= Timmy Curran =

American musician and surfer

Tim Curran (born August 14, 1977) is a musician and retired professional surfer. During his successful surfing career, he was one of the best surfers on the World Championship Tour, and was consistently in contention for the world championship. Despite his success and popularity, he remained one of the most affable and well-regarded surfers on the tour, a trait he attributed to his "Christian faith and belief in God".

Curran was raised and still resides near Oxnard, California. He was born in the San Fernando Valley, but spent some of his childhood in the southern Riverside County city of Temecula. Temecula is roughly an hour from the ocean, so at age 5 his father started driving him to the beach every weekend and taught him to surf. He obtained his first sponsorship at age eleven from McCrystal Surfboards and was competing as a professional surfer by age sixteen.

He is famous for completing a full rotation, upside-down flip in two-foot surf at Rocky Point in Hawaii during the winter of 2005. This popular aerial achievement has become known worldwide as simply "The Flip".

Curran is also featured on Eisley's Final Noise E.P., released in 2006.

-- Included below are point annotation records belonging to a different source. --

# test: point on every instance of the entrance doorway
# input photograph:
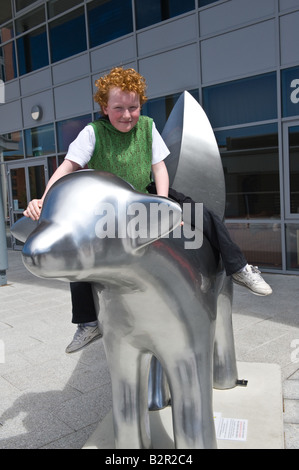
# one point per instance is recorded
(26, 181)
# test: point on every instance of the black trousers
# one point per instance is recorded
(214, 229)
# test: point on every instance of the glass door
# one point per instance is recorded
(291, 184)
(26, 181)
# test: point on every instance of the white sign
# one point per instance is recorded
(232, 429)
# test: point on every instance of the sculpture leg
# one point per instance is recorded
(158, 390)
(129, 374)
(192, 404)
(225, 366)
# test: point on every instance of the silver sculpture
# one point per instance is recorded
(157, 301)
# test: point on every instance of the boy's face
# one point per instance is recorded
(123, 109)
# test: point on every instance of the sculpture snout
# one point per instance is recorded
(44, 251)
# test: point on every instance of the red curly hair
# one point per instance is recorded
(126, 79)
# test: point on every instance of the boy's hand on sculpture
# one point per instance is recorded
(34, 209)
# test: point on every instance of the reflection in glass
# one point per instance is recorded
(32, 51)
(290, 91)
(241, 101)
(36, 181)
(294, 168)
(292, 246)
(260, 243)
(18, 185)
(32, 19)
(153, 11)
(251, 168)
(5, 11)
(20, 4)
(12, 145)
(68, 130)
(203, 3)
(55, 7)
(52, 166)
(8, 67)
(108, 20)
(40, 141)
(160, 108)
(72, 27)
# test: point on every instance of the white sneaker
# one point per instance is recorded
(251, 278)
(84, 335)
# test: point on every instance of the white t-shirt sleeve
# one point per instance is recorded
(81, 149)
(159, 148)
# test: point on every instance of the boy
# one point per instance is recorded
(129, 145)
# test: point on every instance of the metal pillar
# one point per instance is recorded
(3, 245)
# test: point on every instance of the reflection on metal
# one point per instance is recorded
(156, 298)
(194, 164)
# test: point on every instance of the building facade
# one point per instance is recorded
(238, 58)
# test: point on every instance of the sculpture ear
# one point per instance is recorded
(150, 218)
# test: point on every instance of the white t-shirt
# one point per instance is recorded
(81, 149)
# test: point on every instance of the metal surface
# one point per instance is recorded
(153, 301)
(194, 164)
(159, 299)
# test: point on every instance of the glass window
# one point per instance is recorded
(12, 145)
(153, 11)
(203, 3)
(290, 91)
(251, 168)
(68, 130)
(6, 32)
(56, 7)
(72, 27)
(8, 66)
(20, 4)
(29, 21)
(294, 168)
(292, 246)
(5, 11)
(40, 141)
(108, 20)
(260, 243)
(32, 51)
(160, 108)
(241, 101)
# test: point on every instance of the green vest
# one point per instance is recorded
(126, 154)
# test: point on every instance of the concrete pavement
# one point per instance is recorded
(51, 400)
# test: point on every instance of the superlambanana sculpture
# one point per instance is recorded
(157, 300)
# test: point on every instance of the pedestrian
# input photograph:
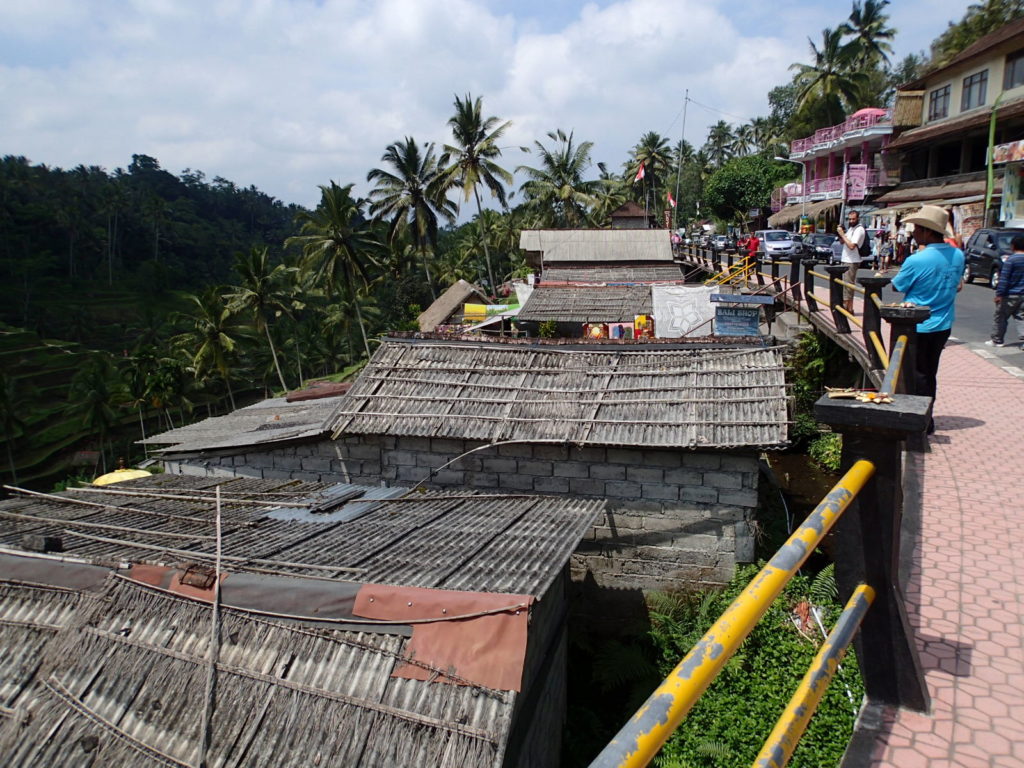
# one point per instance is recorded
(853, 238)
(1010, 295)
(932, 278)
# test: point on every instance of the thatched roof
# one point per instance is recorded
(450, 303)
(114, 671)
(272, 420)
(611, 246)
(373, 532)
(603, 274)
(586, 303)
(639, 397)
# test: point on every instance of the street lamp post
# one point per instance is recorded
(803, 185)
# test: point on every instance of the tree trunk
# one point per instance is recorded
(483, 238)
(358, 317)
(273, 353)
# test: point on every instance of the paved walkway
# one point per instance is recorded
(966, 586)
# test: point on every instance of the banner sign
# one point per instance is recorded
(737, 321)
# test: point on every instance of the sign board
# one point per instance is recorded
(739, 298)
(856, 180)
(737, 321)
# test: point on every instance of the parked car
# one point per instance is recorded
(819, 245)
(985, 252)
(777, 244)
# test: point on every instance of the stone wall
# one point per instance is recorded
(675, 518)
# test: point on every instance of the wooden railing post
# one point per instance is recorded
(903, 322)
(867, 542)
(836, 273)
(872, 316)
(795, 281)
(809, 264)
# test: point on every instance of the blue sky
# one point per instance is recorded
(288, 94)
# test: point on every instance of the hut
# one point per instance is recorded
(351, 627)
(448, 308)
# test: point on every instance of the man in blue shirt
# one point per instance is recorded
(932, 278)
(1010, 295)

Curran has published three albums and one EP so far: Citsusa E.P. (2004), and the full album Word of Mouth (2007). The album was re-released in 2008 when Curran signed with Adeline Records, his new recording label, and two music videos were shot for the songs "Save" and "Blue Eyes". The song "Daylights Comin'" was featured in the second episode of the 2011 TV series Charlie's Angels. His second album, Verses, was released on March 9, 2010, and his latest album "Options" was released on May 31, 2011.